30.04.2018

Schwierige Situationen meistern

Denkanstöße zur Arbeitsvermittlung junger Menschen

KREIS GROSS-GERAU – „Wie finde ich im Beratungsgespräch Zugang zu jungen Menschen, die sich einer Zusammenarbeit bei der Suche nach einem Ausbildungs- oder Arbeitsplatz gänzlich verschließen? Und wie gehe ich mit jungen Erwachsenen um, die sozial auffällig oder gar kriminell gefährdet sind?" Mit diesen und ähnlichen Fragen werden die Mitarbeiterinnen und Mitarbeiter des Kommunalen Jobcenters Kreis Groß-Gerau konfrontiert, die die Zielgruppe der unter 25-jährigen betreuen. Die Integrationsfachkräfte erleben in ihrem Berufsalltag häufiger Situationen, die die Frage aufwerfen: „Was geht vor in diesem Kopf?" Durch die Verhaltensweisen mancher Jugendlicher ist die Arbeitsvermittlung nicht immer einfach.
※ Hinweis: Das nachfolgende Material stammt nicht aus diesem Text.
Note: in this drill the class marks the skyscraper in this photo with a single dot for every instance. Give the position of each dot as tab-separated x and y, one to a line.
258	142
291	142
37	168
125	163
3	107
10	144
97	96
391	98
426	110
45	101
Um solche Fragen zu klären und besser auf die Jugendlichen eingehen zu können, bot das Kommunale Jobcenter Kreis Groß-Gerau seinen Mitarbeitenden einen Workshop an. Der Sozialtrainer und Fachanwalt für Strafrecht, Dr. Christoph Schallert, gab zu dem Thema die wichtigsten Erkenntnisse aus der Hirn- und Sozialforschung weiter. Dr. Schallert, der als Dozent an der Johannes-Gutenberg-Universität in Mainz arbeitet und bereits zahlreiche Trainings mit Jugendlichen absolviert hat, weiß wovon er redet: „Auf die sozialen Grundbedürfnisse der Jugendlichen richtig zu reagieren und zu wissen, wie sie ticken, hilft einem, auch in angespannten Situationen richtig zu agieren."

Die Workshop-Teilnehmer haben wertvolle Einblicke in die Denkweise der Jugendlichen und jungen Erwachsenen erhalten und erarbeiteten Strategien, die sie nun in ihrer Beratungspraxis gezielt anwenden können.

Der Vorstand des Kommunalen Jobcenters, Robert Hoffmann, unterstreicht die Wichtigkeit des Workshops: „Die Aufgabe, junge Menschen in Ausbildung oder Arbeit zu bringen, schließt selbstverständlich auch jene Kundinnen und Kunden ein, die Schwierigkeiten haben, sich angemessen zu verhalten. Ihre Denkweise zu verstehen und sie zu unterstützen, ein ökonomisch selbstständiges Leben in sozialer Verantwortung zu führen, stellt eine Herausforderung dar. Wir wollen unseren Auftrag bestmöglich – und das heißt qualifiziert – erfüllen."